Even national leaders like Tony Blair change their rationalizations from one day to the next - first claiming that the terrorists hate "our freedoms", then turning to radical Islam as a causal explanation.
It doesn't take a genius to put current events up to the mirror of history. In the wake of World War I, the Treaty of Sevres substantially laid the groundwork for the national borders that we see in maps of the Middle East today. Little in that treaty, or any subsequent alteration of Middle Eastern borders had anything to do with recognizing natural political regions and divisions in the region. (Of course, at the end of the British Colonial era, this is not a big surprise)
However, beyond recognizing that the current geo-political environment has its roots in the early part of the last century. Since then, so-called "western" interests have tacitly and overtly supported some pretty awful regimes in the region - using the Lyndon Johnson "He might be a bastard, but he's our bastard" logic. Great, so for the last 100 years or so (I'll politely ignore pre WWI conquests of the region), foreign powers have propped up corrupt and abusive regimes. (Saddam Hussein, the Shah in Iran, among others)
So, when the United States rolls in to push over the government in Iraq (or Afghanistan, for that matter), do you think that just maybe the Arabs have good reason to be deeply suspicious?

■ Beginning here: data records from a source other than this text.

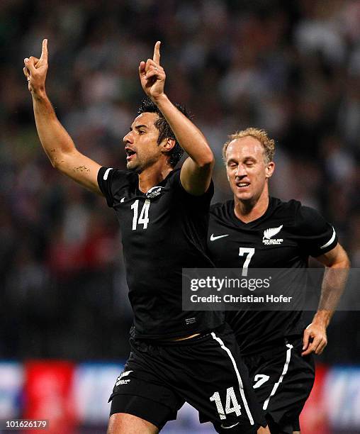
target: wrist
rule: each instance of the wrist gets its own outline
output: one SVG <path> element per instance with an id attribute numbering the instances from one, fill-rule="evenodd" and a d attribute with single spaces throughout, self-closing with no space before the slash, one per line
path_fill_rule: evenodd
<path id="1" fill-rule="evenodd" d="M 316 324 L 324 328 L 327 328 L 330 322 L 331 314 L 328 311 L 320 311 L 317 312 L 313 318 L 313 324 Z"/>
<path id="2" fill-rule="evenodd" d="M 162 104 L 169 101 L 166 94 L 160 94 L 156 96 L 151 96 L 151 100 L 153 103 L 154 103 L 157 106 L 161 106 Z"/>
<path id="3" fill-rule="evenodd" d="M 41 87 L 37 89 L 31 90 L 31 96 L 37 101 L 42 101 L 47 99 L 46 91 L 45 87 Z"/>

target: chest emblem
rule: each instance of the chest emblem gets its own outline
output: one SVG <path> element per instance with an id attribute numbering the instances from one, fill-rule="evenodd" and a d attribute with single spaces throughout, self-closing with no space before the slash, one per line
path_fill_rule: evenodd
<path id="1" fill-rule="evenodd" d="M 162 194 L 162 190 L 163 189 L 164 187 L 155 185 L 155 187 L 151 187 L 151 189 L 147 191 L 146 197 L 147 199 L 153 199 L 157 196 L 159 196 Z"/>
<path id="2" fill-rule="evenodd" d="M 265 245 L 274 245 L 276 244 L 281 244 L 283 241 L 283 238 L 273 238 L 283 228 L 283 225 L 279 228 L 269 228 L 264 231 L 262 242 Z"/>
<path id="3" fill-rule="evenodd" d="M 211 236 L 210 237 L 210 241 L 215 241 L 215 240 L 218 240 L 219 238 L 223 238 L 224 237 L 228 237 L 228 236 L 229 236 L 229 234 L 227 233 L 227 234 L 223 235 L 218 235 L 217 237 L 215 237 L 214 235 L 214 234 L 212 233 Z"/>

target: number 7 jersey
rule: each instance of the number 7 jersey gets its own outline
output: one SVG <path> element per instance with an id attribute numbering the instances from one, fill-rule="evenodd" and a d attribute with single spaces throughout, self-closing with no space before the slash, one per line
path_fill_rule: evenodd
<path id="1" fill-rule="evenodd" d="M 208 248 L 217 268 L 305 268 L 337 244 L 332 226 L 298 201 L 270 198 L 266 211 L 248 223 L 234 212 L 234 201 L 210 207 Z M 299 311 L 239 310 L 225 312 L 244 355 L 303 333 Z"/>
<path id="2" fill-rule="evenodd" d="M 194 196 L 171 171 L 146 194 L 135 172 L 101 167 L 98 184 L 120 224 L 135 338 L 168 339 L 211 330 L 217 312 L 183 311 L 183 268 L 213 268 L 206 253 L 211 183 Z"/>

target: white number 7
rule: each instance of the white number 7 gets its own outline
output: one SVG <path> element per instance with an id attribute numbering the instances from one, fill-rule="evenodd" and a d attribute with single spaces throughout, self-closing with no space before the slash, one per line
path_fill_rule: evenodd
<path id="1" fill-rule="evenodd" d="M 246 257 L 245 262 L 242 266 L 242 272 L 241 273 L 242 276 L 247 276 L 247 268 L 249 267 L 250 260 L 254 255 L 254 253 L 255 253 L 255 249 L 254 247 L 240 247 L 239 249 L 239 256 L 244 256 L 245 253 L 247 253 L 247 256 Z"/>

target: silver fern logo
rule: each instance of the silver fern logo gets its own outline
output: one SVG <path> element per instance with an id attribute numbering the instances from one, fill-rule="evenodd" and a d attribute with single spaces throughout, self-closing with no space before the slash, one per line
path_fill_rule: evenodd
<path id="1" fill-rule="evenodd" d="M 275 244 L 281 244 L 283 241 L 282 238 L 273 238 L 274 236 L 277 235 L 283 228 L 283 225 L 279 226 L 279 228 L 269 228 L 265 229 L 264 231 L 264 237 L 262 242 L 265 245 L 274 245 Z"/>

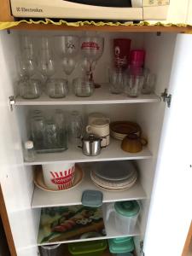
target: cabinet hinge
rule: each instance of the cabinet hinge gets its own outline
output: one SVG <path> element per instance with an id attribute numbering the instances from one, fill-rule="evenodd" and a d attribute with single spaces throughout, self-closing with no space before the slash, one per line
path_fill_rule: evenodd
<path id="1" fill-rule="evenodd" d="M 141 256 L 145 256 L 145 253 L 143 252 L 143 241 L 140 241 L 140 255 Z"/>
<path id="2" fill-rule="evenodd" d="M 14 96 L 10 96 L 9 97 L 10 110 L 13 111 L 13 105 L 15 104 L 15 98 Z"/>
<path id="3" fill-rule="evenodd" d="M 164 101 L 164 102 L 166 102 L 168 108 L 171 107 L 172 96 L 171 94 L 168 94 L 167 89 L 165 89 L 164 92 L 161 93 L 161 99 Z"/>

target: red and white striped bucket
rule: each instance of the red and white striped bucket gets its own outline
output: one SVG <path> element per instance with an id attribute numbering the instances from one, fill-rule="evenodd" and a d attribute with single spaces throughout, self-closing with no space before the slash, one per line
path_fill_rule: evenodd
<path id="1" fill-rule="evenodd" d="M 54 190 L 63 190 L 72 187 L 74 175 L 74 163 L 43 165 L 45 185 Z"/>

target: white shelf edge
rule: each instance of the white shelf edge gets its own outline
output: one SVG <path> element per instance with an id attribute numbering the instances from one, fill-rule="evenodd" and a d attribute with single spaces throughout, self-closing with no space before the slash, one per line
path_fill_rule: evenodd
<path id="1" fill-rule="evenodd" d="M 110 145 L 102 150 L 97 156 L 86 156 L 82 150 L 78 148 L 71 148 L 61 153 L 37 154 L 33 162 L 24 162 L 25 166 L 36 166 L 42 164 L 50 164 L 55 162 L 97 162 L 122 160 L 144 160 L 152 158 L 152 154 L 147 147 L 137 154 L 123 151 L 120 148 L 120 141 L 111 138 Z"/>
<path id="2" fill-rule="evenodd" d="M 125 94 L 111 94 L 108 84 L 102 84 L 96 89 L 94 94 L 90 97 L 78 97 L 69 94 L 62 99 L 49 98 L 43 94 L 38 99 L 26 100 L 16 96 L 15 106 L 47 106 L 47 105 L 93 105 L 93 104 L 124 104 L 124 103 L 149 103 L 160 102 L 160 97 L 155 94 L 141 95 L 138 97 L 128 97 Z"/>
<path id="3" fill-rule="evenodd" d="M 91 166 L 82 166 L 84 172 L 83 181 L 74 189 L 61 192 L 47 192 L 35 187 L 32 208 L 55 207 L 81 205 L 81 196 L 84 190 L 100 190 L 103 193 L 103 203 L 120 201 L 143 200 L 147 198 L 139 180 L 130 189 L 123 191 L 107 191 L 96 187 L 90 177 Z"/>

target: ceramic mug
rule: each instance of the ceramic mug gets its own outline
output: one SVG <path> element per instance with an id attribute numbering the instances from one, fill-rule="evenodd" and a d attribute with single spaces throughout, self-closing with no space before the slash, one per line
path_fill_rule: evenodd
<path id="1" fill-rule="evenodd" d="M 45 185 L 54 190 L 63 190 L 72 187 L 75 163 L 61 163 L 43 165 L 43 175 Z"/>
<path id="2" fill-rule="evenodd" d="M 86 126 L 87 133 L 93 133 L 100 137 L 102 140 L 102 147 L 109 145 L 109 121 L 108 119 L 96 119 L 91 125 Z"/>
<path id="3" fill-rule="evenodd" d="M 107 118 L 103 113 L 90 113 L 88 116 L 88 125 L 91 125 L 93 121 L 96 119 L 105 119 L 110 122 L 109 118 Z"/>

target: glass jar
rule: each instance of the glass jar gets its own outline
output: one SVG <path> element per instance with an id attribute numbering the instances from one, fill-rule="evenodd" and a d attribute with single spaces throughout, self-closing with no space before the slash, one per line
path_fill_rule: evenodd
<path id="1" fill-rule="evenodd" d="M 41 96 L 41 83 L 38 79 L 19 81 L 19 94 L 24 99 L 36 99 Z"/>
<path id="2" fill-rule="evenodd" d="M 127 75 L 124 78 L 124 92 L 130 97 L 137 97 L 142 92 L 143 76 Z"/>
<path id="3" fill-rule="evenodd" d="M 51 79 L 47 82 L 47 94 L 50 98 L 63 98 L 68 93 L 67 80 Z"/>
<path id="4" fill-rule="evenodd" d="M 78 78 L 73 81 L 74 94 L 79 97 L 89 97 L 94 92 L 94 83 L 84 78 Z"/>

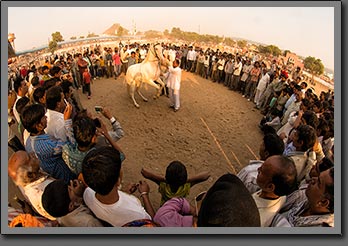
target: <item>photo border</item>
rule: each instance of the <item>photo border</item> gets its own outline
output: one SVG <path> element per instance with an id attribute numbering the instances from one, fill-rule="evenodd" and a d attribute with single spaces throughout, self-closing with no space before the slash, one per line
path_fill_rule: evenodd
<path id="1" fill-rule="evenodd" d="M 335 77 L 335 143 L 338 148 L 335 148 L 335 162 L 342 163 L 341 159 L 341 147 L 342 139 L 341 134 L 342 129 L 340 122 L 342 121 L 342 108 L 341 108 L 341 92 L 343 85 L 341 83 L 341 2 L 339 1 L 308 1 L 308 2 L 158 2 L 158 1 L 133 1 L 133 2 L 83 2 L 84 7 L 334 7 L 334 33 L 335 33 L 335 68 L 334 68 L 334 77 Z M 199 5 L 199 6 L 197 6 Z M 81 2 L 10 2 L 3 1 L 1 2 L 1 36 L 7 36 L 8 31 L 8 7 L 81 7 Z M 180 17 L 179 17 L 180 18 Z M 6 46 L 5 46 L 6 45 Z M 5 39 L 1 40 L 1 50 L 5 51 L 7 47 L 7 42 Z M 7 53 L 2 52 L 1 60 L 7 60 Z M 7 74 L 7 67 L 2 62 L 1 74 L 5 78 Z M 6 100 L 6 91 L 7 83 L 1 84 L 1 95 L 2 95 L 2 104 L 1 104 L 1 114 L 2 119 L 6 119 L 5 112 L 7 112 L 7 102 Z M 1 121 L 1 132 L 3 136 L 6 136 L 7 125 L 4 121 Z M 346 139 L 346 138 L 345 138 Z M 5 146 L 5 138 L 1 138 L 2 146 Z M 1 172 L 1 201 L 8 201 L 8 175 L 6 174 L 6 166 L 8 160 L 8 150 L 7 148 L 1 148 L 1 157 L 2 157 L 2 172 Z M 341 176 L 337 174 L 343 173 L 343 168 L 341 165 L 335 166 L 335 186 L 339 187 L 337 184 L 342 184 Z M 342 196 L 341 196 L 342 195 Z M 2 234 L 342 234 L 342 211 L 341 206 L 343 207 L 341 197 L 344 194 L 342 190 L 335 189 L 335 227 L 334 228 L 152 228 L 151 231 L 149 228 L 42 228 L 42 229 L 33 229 L 33 228 L 11 228 L 7 226 L 7 203 L 1 203 L 1 233 Z M 295 238 L 294 238 L 295 239 Z M 296 240 L 295 240 L 296 241 Z M 294 243 L 295 243 L 294 241 Z"/>

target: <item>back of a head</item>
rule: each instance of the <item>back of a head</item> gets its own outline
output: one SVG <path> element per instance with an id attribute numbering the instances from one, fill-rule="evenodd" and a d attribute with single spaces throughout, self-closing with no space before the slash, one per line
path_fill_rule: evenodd
<path id="1" fill-rule="evenodd" d="M 243 182 L 233 174 L 225 174 L 203 199 L 197 226 L 259 227 L 260 214 Z"/>
<path id="2" fill-rule="evenodd" d="M 90 150 L 82 161 L 84 181 L 100 195 L 111 192 L 120 177 L 120 170 L 120 152 L 109 146 Z"/>
<path id="3" fill-rule="evenodd" d="M 172 161 L 166 170 L 166 183 L 178 188 L 187 181 L 187 170 L 180 161 Z"/>
<path id="4" fill-rule="evenodd" d="M 317 140 L 317 134 L 313 127 L 309 125 L 300 125 L 296 128 L 298 141 L 302 141 L 302 147 L 298 151 L 307 151 L 313 148 Z"/>
<path id="5" fill-rule="evenodd" d="M 70 204 L 68 185 L 61 179 L 49 183 L 42 193 L 41 202 L 51 216 L 57 218 L 67 215 Z"/>
<path id="6" fill-rule="evenodd" d="M 45 113 L 46 110 L 41 104 L 32 104 L 26 106 L 21 115 L 23 127 L 30 133 L 38 133 L 36 124 L 41 122 L 41 119 L 45 116 Z"/>
<path id="7" fill-rule="evenodd" d="M 74 137 L 79 147 L 88 147 L 95 136 L 96 127 L 88 116 L 78 117 L 73 123 Z"/>
<path id="8" fill-rule="evenodd" d="M 46 105 L 47 109 L 54 110 L 57 107 L 57 103 L 62 100 L 63 90 L 60 86 L 53 86 L 46 92 Z"/>
<path id="9" fill-rule="evenodd" d="M 272 177 L 277 196 L 289 195 L 297 188 L 297 170 L 294 161 L 287 156 L 277 155 L 278 168 Z"/>
<path id="10" fill-rule="evenodd" d="M 281 155 L 284 152 L 284 142 L 277 134 L 266 134 L 263 137 L 263 142 L 269 156 Z"/>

I certainly do! Then, just for giggles, we get to add the most recent incidents of abuse that have been either alleged or shown to have happened to prisoners under American control. (Abu Ghraib, Afghanistan, Guantanamo Bay - any of these ring any bells??) Factual or fictional, the point is that once out in the wild, these allegations will serve to reinforce Arab mistrust of "Western" interests.
Now, we come to the bombings and civil war in Iraq and Afghanistan. Why bomb Sharm el Sheikh? Why bomb the London Subways? Why 9/11? It's pretty simple - instead of just buying oil from the Arabs, foreign powers have decided that they had to control the oil supply. In doing so, they supported governments that abused their people, and broke every principle that America and its allies allegedly stand for. Coordinated or not, it isn't difficult to see where different groups will come up with different ways of lashing out at their perceived oppressors. The Arab isn't stupid - all but a few would realize that they simply haven't got the resources to stand in the face of American heavy armor. So - they resort to tactics they know will disrupt things - suicide bombings, car bombings, whatever. These are all cheap, easily organized operations that can have a devastating impact on the people.
Anyone who is perceived to be an ally of the "enemy" becomes a target. It's not a focused lashing out - that isn't necessary.
Can you negotiate with these people - no. Can we understand them - yes. Will further heavy military intervention in the region have any effect? No - at least not if the desired effect is to stabilize the region.
Is there a solution? Yes - but it involves handling the Arab states as economic partners and leaving them to sort out their own politics. Military invasion is a lousy way to make peace, and an even less effective way to gain trust.